En métaphysique, le phénoménalisme affirme que les objets physiques ne possèdent pas une existence indépendante en tant que « choses en soi », mais se manifestent plutôt uniquement sous forme de phénomènes perceptuels ou de stimuli sensoriels (par exemple, rougeur, dureté, douceur, douceur) appréhendés dans des cadres spatio-temporels. Plus précisément, certaines perspectives phénoménistes interprètent tout discours concernant les objets physiques externes comme réductibles à des discussions sur des ensembles de données sensorielles.
Contexte historique
Le phénoménalisme représente une doctrine empirique stricte. Ses fondements ontologiques, concernant la nature de l'existence, trouvent leur origine dans l'idéalisme subjectif de George Berkeley, un concept affiné par la suite par David Hume. John Stuart Mill a développé une théorie de la perception, largement reconnue comme étant un phénoménisme classique. Une distinction clé avec l'idéalisme de Berkeley réside dans l'explication de Mill de la persistance des objets en l'absence de perception. Berkeley affirmait que la perception continue d'une divinité omnisciente soutenait l'existence de tous les objets, tandis que Mill affirmait que les possibilités permanentes d'expérience expliquaient de manière adéquate l'existence continue d'un objet. De telles possibilités permanentes se prêtaient à l'analyse en tant que conditions contrefactuelles, illustrées par des déclarations telles que : "si je devais expérimenter des sensations de type y, alors j'éprouverais simultanément des sensations de type x."

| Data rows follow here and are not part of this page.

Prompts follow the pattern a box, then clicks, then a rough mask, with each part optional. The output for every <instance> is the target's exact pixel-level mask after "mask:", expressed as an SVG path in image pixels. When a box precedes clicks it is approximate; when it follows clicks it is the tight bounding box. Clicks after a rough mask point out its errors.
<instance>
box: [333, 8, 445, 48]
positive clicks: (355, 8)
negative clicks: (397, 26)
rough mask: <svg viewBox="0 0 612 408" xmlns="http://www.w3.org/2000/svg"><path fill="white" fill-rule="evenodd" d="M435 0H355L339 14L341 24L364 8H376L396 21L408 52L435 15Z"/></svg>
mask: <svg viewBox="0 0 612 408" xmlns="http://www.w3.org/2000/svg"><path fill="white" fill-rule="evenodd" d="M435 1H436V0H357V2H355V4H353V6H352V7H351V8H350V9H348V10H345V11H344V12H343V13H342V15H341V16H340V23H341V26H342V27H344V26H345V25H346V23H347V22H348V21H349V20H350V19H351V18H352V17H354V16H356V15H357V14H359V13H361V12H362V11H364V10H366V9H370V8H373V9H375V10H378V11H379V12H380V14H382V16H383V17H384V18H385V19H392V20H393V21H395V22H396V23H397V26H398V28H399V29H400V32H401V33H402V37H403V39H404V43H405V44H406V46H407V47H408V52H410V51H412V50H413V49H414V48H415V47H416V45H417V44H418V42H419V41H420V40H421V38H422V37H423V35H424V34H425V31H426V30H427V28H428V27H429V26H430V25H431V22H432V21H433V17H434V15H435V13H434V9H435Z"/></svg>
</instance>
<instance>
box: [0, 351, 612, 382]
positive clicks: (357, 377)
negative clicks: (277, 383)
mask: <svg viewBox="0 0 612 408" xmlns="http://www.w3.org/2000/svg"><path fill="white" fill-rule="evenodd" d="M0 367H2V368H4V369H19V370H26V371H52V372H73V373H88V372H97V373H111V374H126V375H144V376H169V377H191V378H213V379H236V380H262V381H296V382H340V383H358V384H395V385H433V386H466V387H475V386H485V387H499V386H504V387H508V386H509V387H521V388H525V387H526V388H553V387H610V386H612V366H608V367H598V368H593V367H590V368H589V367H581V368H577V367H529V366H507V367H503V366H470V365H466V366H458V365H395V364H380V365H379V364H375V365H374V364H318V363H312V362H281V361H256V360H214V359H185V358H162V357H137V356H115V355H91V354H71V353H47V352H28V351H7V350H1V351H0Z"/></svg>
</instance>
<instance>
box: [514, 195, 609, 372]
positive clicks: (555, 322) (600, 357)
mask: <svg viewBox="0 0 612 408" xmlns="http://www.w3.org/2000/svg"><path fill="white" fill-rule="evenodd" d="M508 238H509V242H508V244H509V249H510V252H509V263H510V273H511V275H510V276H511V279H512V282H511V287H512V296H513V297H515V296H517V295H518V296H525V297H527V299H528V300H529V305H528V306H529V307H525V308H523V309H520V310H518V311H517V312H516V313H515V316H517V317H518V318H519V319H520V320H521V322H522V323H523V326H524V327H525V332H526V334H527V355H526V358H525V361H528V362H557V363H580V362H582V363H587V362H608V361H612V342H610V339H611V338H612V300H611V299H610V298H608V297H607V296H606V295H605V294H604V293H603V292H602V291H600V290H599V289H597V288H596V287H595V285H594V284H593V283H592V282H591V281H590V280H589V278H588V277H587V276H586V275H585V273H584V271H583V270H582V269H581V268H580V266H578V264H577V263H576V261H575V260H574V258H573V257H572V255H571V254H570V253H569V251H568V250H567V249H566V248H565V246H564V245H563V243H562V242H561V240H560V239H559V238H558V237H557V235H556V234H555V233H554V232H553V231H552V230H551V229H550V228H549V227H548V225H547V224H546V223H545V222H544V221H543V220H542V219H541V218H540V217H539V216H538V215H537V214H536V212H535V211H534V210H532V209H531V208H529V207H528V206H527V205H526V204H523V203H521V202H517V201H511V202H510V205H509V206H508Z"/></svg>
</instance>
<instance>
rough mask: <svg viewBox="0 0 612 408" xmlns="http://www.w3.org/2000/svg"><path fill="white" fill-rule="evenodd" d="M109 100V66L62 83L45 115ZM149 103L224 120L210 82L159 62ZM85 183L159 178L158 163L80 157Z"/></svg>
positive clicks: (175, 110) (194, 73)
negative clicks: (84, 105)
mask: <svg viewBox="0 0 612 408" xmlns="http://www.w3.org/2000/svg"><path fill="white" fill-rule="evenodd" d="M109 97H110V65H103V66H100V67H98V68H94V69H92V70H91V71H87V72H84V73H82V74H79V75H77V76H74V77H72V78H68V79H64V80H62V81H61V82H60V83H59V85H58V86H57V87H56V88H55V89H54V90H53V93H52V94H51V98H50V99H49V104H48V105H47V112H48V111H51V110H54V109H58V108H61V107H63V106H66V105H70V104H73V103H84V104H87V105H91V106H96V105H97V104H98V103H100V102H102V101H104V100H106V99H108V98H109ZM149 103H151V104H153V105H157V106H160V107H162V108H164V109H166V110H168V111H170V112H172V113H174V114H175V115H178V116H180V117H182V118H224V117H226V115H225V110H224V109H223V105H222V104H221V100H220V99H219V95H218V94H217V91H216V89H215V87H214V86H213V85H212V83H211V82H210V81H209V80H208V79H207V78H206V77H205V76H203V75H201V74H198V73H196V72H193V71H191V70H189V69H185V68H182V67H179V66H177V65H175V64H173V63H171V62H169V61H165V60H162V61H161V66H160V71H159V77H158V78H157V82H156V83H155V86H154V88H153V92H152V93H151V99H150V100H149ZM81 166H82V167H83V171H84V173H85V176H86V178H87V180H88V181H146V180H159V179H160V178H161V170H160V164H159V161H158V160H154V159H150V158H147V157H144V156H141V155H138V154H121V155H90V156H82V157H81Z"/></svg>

À l'inverse, en tant que cadre épistémologique abordant le potentiel de connaissance concernant les objets externes, le phénoménisme trouve son articulation la plus compréhensible dans le cadre transcendantal d'Emmanuel Kant. idéalisme. Kant affirmait que l'espace et le temps, fonctionnant comme des formes a priori et des conditions préalables fondamentales de toute expérience sensorielle, "se rapportent aux objets exclusivement dans la mesure où ceux-ci sont conceptualisés comme des phénomènes, plutôt que de représenter des choses en elles-mêmes". Bien que Kant ait soutenu que la connaissance se limite aux phénomènes, il n'a ni répudié ni exclu l'existence d'objets inaccessibles par l'expérience empirique, à savoir les choses en soi ou les noumènes. Néanmoins, sa justification des noumènes a présenté de nombreux défis et reste parmi les éléments les plus controversés de ses critiques.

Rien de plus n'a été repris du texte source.